Pero no sólo se aprende durante la vida activa del trabajador, después, a la jubilación, también resulta necesario seguir aprendiendo, probablemente otras cuestiones, pero siempre bajo el mismo prisma: mejorar nuestras opciones de adaptación y autonomía para incrementar el disfrute de la vida en la asunción de las responsabilidades de cada quien.

Menciono esta cuestión porque no suelo encontrarme con empresas que aborden el proceso de preparación para la jubilación como una oferta de valor a incluir en sus planes de fortalecimiento de la marca interna. Como mucho, y ya al término, algún curso teórico y puntual, con formato de discurso y decálogos de buenas intenciones.

Sin embargo las personas en el ejercicio de nuestra actividad vamos experimentando cambios con los años, perdemos unas capacidades y ganamos otras, pero los planes de formación no nos conciben globalmente y no nos consideran personas en evolución, sino trabajadores al frente de una responsabilidad que debemos, principalmente, desarrollar unas capacidades técnicas para ponerlas al servicio de la  empresa. Sin embargo somos plenamente conscientes de que el bienestar general redunda en el desempeño profesional.

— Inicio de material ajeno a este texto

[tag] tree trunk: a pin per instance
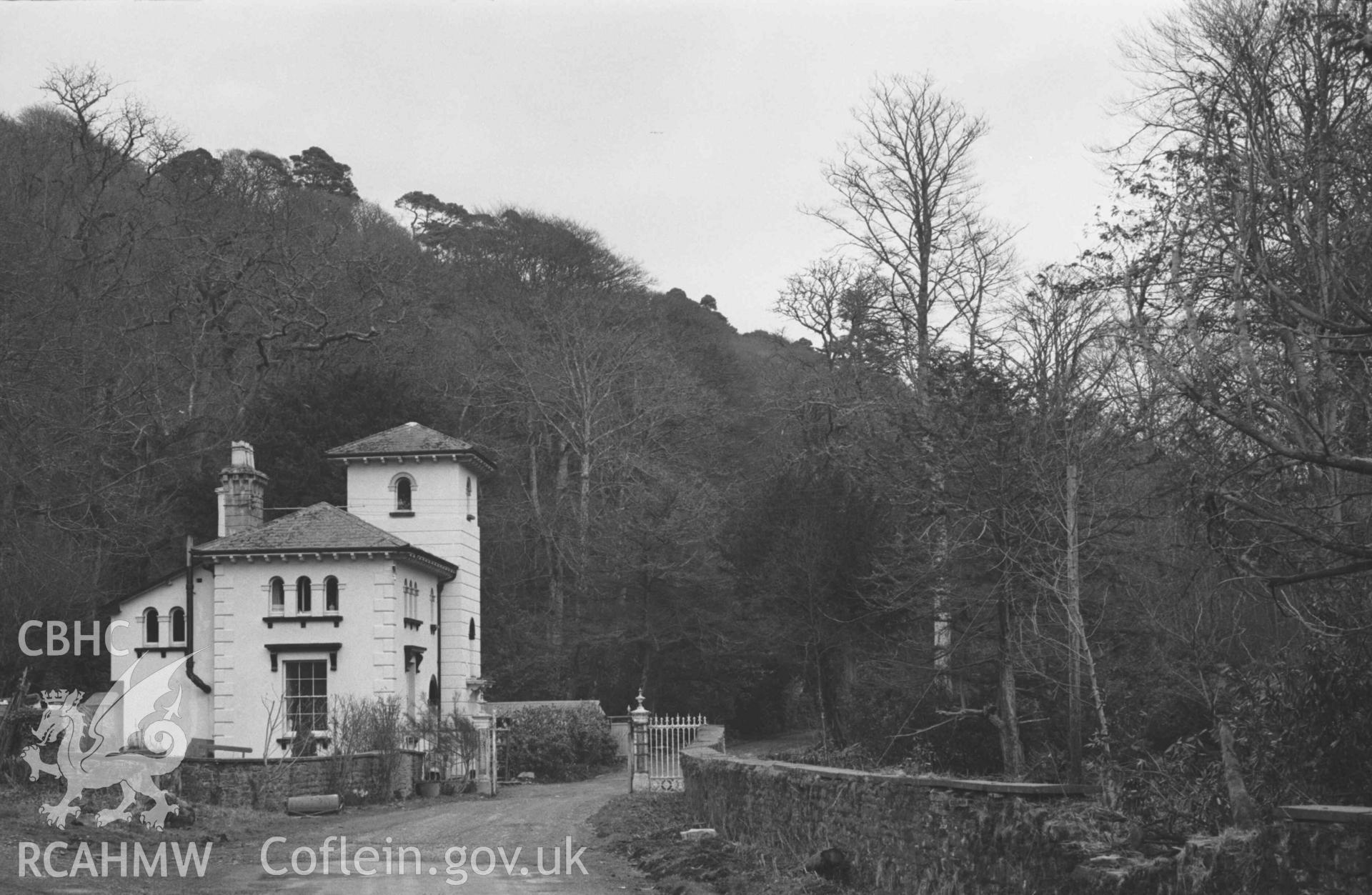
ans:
(1076, 638)
(1241, 804)
(1008, 714)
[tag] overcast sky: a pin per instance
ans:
(690, 135)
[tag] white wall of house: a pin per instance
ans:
(195, 710)
(444, 520)
(367, 638)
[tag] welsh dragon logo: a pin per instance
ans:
(102, 762)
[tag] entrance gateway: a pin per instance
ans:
(657, 742)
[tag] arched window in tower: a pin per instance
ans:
(276, 602)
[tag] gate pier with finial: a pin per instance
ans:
(638, 768)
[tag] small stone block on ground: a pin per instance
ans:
(699, 832)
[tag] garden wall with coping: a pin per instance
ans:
(938, 835)
(250, 783)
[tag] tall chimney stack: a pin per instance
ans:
(242, 491)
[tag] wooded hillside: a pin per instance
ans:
(1081, 523)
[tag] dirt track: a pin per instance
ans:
(501, 838)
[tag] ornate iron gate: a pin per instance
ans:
(655, 766)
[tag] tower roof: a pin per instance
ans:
(413, 440)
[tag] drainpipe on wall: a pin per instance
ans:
(438, 650)
(189, 616)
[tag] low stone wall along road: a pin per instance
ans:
(479, 846)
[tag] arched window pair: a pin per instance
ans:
(304, 595)
(404, 489)
(153, 625)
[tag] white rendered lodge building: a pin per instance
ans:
(379, 599)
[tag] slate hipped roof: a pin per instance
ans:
(323, 528)
(413, 440)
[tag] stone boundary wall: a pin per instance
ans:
(249, 783)
(900, 834)
(938, 836)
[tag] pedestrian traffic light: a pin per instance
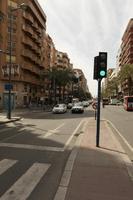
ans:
(95, 75)
(102, 65)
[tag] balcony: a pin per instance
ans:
(27, 29)
(26, 53)
(27, 42)
(28, 17)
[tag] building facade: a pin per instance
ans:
(27, 30)
(126, 55)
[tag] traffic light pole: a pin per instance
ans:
(98, 114)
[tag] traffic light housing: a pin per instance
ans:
(102, 65)
(96, 61)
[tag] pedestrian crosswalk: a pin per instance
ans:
(24, 186)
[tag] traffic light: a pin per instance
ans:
(102, 65)
(95, 75)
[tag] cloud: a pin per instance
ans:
(84, 28)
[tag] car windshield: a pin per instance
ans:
(59, 105)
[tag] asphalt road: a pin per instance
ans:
(33, 153)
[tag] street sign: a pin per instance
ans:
(8, 86)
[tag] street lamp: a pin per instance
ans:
(22, 6)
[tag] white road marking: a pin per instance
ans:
(13, 136)
(70, 138)
(22, 188)
(5, 164)
(31, 147)
(51, 132)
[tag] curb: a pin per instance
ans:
(126, 159)
(62, 189)
(11, 120)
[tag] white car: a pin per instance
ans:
(59, 108)
(77, 108)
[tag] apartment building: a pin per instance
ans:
(27, 28)
(126, 54)
(82, 82)
(49, 62)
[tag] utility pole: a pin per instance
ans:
(100, 71)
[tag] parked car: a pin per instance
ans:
(85, 103)
(59, 108)
(77, 108)
(69, 105)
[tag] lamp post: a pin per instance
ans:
(22, 6)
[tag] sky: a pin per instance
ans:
(83, 28)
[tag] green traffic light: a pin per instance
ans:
(102, 73)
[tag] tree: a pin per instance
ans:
(111, 89)
(126, 73)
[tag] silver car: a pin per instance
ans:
(59, 108)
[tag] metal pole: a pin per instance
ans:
(10, 65)
(98, 114)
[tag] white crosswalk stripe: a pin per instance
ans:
(5, 164)
(23, 187)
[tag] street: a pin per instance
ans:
(121, 122)
(33, 153)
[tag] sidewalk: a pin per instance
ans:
(93, 173)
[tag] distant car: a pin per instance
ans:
(77, 108)
(69, 105)
(59, 108)
(85, 103)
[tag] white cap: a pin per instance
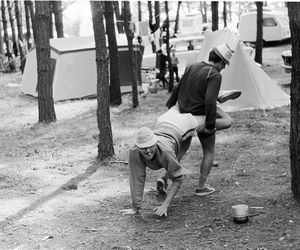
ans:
(224, 52)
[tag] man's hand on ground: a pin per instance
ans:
(129, 211)
(161, 210)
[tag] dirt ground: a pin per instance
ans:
(54, 194)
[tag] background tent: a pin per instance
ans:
(75, 74)
(259, 91)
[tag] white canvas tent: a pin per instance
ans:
(259, 91)
(75, 74)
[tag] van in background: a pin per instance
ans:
(275, 26)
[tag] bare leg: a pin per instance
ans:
(208, 146)
(223, 120)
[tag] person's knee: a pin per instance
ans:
(228, 122)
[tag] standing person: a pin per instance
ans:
(162, 66)
(175, 62)
(197, 93)
(163, 148)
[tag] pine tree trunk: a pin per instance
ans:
(28, 29)
(171, 75)
(58, 17)
(1, 44)
(51, 19)
(293, 12)
(20, 33)
(4, 21)
(115, 90)
(157, 19)
(33, 22)
(105, 143)
(120, 20)
(12, 26)
(151, 26)
(259, 33)
(133, 65)
(139, 11)
(224, 14)
(177, 19)
(44, 85)
(215, 15)
(205, 12)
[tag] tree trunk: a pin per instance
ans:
(33, 22)
(129, 34)
(224, 14)
(44, 85)
(6, 39)
(177, 19)
(259, 33)
(120, 19)
(157, 19)
(51, 19)
(115, 90)
(12, 26)
(293, 12)
(151, 26)
(171, 75)
(105, 143)
(58, 17)
(215, 15)
(157, 14)
(20, 33)
(1, 44)
(28, 29)
(139, 11)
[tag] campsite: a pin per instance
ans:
(56, 195)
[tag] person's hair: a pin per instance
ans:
(213, 57)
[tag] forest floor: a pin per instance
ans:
(54, 194)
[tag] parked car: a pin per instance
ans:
(287, 60)
(275, 26)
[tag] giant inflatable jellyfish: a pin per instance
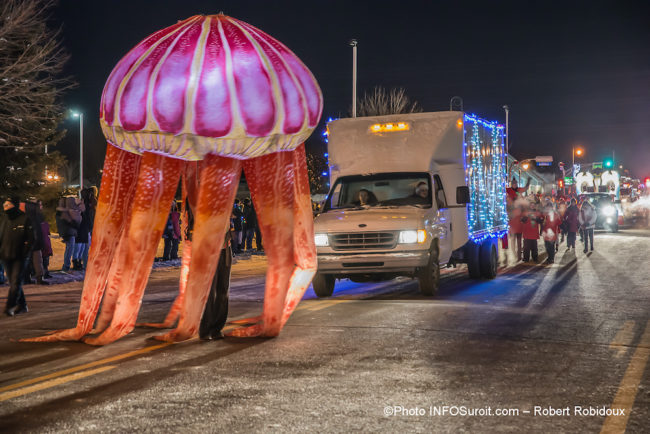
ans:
(215, 89)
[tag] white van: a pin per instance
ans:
(410, 193)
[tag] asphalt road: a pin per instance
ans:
(516, 354)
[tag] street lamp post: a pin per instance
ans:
(507, 109)
(81, 149)
(353, 44)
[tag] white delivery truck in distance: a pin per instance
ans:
(409, 193)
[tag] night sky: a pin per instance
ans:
(573, 73)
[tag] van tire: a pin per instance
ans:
(323, 284)
(429, 276)
(489, 259)
(472, 250)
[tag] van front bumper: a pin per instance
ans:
(364, 263)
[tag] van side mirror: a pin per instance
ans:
(462, 194)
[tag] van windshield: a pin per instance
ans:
(380, 189)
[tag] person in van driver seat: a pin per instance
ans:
(366, 197)
(421, 195)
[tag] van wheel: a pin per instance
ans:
(488, 259)
(429, 276)
(473, 260)
(323, 284)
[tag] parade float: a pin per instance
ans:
(220, 92)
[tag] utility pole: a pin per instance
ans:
(507, 109)
(353, 44)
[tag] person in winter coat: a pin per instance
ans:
(238, 224)
(587, 219)
(250, 224)
(517, 228)
(82, 240)
(561, 209)
(172, 234)
(16, 240)
(531, 223)
(68, 219)
(46, 251)
(33, 211)
(550, 231)
(572, 224)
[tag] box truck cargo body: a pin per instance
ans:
(410, 193)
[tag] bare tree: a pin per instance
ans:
(31, 62)
(383, 102)
(316, 165)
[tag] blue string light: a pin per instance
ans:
(485, 174)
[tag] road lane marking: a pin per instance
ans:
(84, 366)
(324, 304)
(623, 339)
(53, 383)
(629, 386)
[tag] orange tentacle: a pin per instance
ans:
(114, 204)
(157, 183)
(112, 290)
(304, 249)
(190, 191)
(270, 179)
(175, 310)
(218, 185)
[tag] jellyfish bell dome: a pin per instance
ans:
(210, 84)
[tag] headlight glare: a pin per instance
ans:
(609, 211)
(412, 237)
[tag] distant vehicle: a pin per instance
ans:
(410, 193)
(607, 210)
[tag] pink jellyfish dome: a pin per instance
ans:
(210, 84)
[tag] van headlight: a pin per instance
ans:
(321, 240)
(609, 211)
(412, 237)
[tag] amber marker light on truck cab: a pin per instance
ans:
(390, 127)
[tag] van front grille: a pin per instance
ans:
(363, 241)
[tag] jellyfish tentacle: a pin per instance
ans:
(218, 186)
(177, 306)
(113, 206)
(112, 290)
(270, 179)
(157, 183)
(304, 248)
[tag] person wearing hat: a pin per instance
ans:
(16, 240)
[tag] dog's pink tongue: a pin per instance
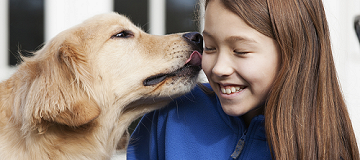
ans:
(195, 59)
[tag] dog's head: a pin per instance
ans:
(106, 60)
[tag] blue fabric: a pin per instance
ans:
(194, 126)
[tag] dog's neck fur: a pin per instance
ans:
(95, 140)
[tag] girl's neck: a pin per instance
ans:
(247, 117)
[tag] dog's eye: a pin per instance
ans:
(123, 34)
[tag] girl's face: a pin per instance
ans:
(239, 62)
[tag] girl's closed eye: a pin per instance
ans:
(209, 49)
(240, 52)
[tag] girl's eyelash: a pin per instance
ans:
(240, 52)
(208, 49)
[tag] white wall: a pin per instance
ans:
(346, 49)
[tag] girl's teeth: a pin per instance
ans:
(229, 90)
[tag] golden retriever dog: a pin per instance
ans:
(77, 95)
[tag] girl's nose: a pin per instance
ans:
(223, 66)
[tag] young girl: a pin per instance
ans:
(270, 65)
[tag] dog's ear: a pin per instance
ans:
(61, 93)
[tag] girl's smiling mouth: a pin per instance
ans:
(231, 89)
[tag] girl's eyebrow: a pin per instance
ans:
(234, 38)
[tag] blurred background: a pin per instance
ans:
(25, 25)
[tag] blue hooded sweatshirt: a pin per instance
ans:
(194, 126)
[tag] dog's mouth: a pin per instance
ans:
(192, 67)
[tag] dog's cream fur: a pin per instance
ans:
(76, 97)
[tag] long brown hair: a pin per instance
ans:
(305, 114)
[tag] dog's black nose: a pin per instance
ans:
(196, 39)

Una cuestión que no consideramos al valorar la utilidad de nuestros planes de formación.

Alguien podría decir que la empresa ni es una universidad, ni un hospital, ni una ONG, pero con ello pondría de manid¡fiesto que me explico muy mal o que no quiere entender.

En los últimos tiempos numerosos trabajadores en activo han sido forzados a admitir ofertas de jubilación por efecto –digámoslo en abstracto- de la crisis; ¿cuántos de ellos fueron preparados para abordar esa nueva etapa? ¿Y cuántos después de cuántos años de servicio?

Si se revisan, en general, los planes de formación de las empresas, poco o ningún proceso de aprendizaje se ‘derrocha’ en los trabajadores de más edad, cuando, desde otra perspectiva, la del aprendizaje a lo largo de la vida, sugiere que cada etapa requiere determinado número de adaptaciones para mejor desempeñar su papel.

Tampoco me ha llegado noticia de planes estratégicos para aprovechar el conocimiento de los más mayores -seniors-, concretamente de aquellos que se encuentren en lista de espera para la prejubilación o para la jubilación, de modo que, en vez de desperdiciar su conocimiento, se logre revertirlo en talento para la propia organización; precisamente cuando se les supone mayor bagaje.

Retener el talento pasa por fidelizar a las personas y la única opción para conseguirlo es aportarles valor. Valor tangible en cada etapa de su desarrollo; una evolución que no concluye cuando el trabajador se jubila y que, quizá, tan solo termine al término de nuestros días.

Mientras tanto, nos esforzamos por alinear nuestros planes de formación con el plan de empresa e identificamos grupos de formandos para inscribirlos en acciones puntuales que desarrollan principalmente la técnica y secundariamente la estética, pensando que la labor del docente es ‘transferir’ conocimiento como si de una transfusión sanguínea se tratase. En un planteamiento tan errático como erróneo nos olvidamos de la concepción holística de las personas: enseñar a aprender para que el sujeto, considerado como un todo, pueda dar respuesta, por si mismo, a sus necesidades en todas las facetas que le conciernen y en los roles que desempeña.

El nuevo entorno social requiere nutrirse de lealtades para tener éxito en la contienda mercantil, lograrlo también pasa por definir una oferta de valor tangible que se perciba atrayente y enriquecedora para las personas y que verdaderamente lo sea. Nos exige poner el foco en el aprendizaje como una herramienta de adaptación y útil para el propio progreso, tanto al tenor de los tiempos como de las exigencias sociales y personales y de cara también a las oportunidades profesionales a que se tiene derecho a optar.

Si no se aprovecha dentro, se derramará fuera.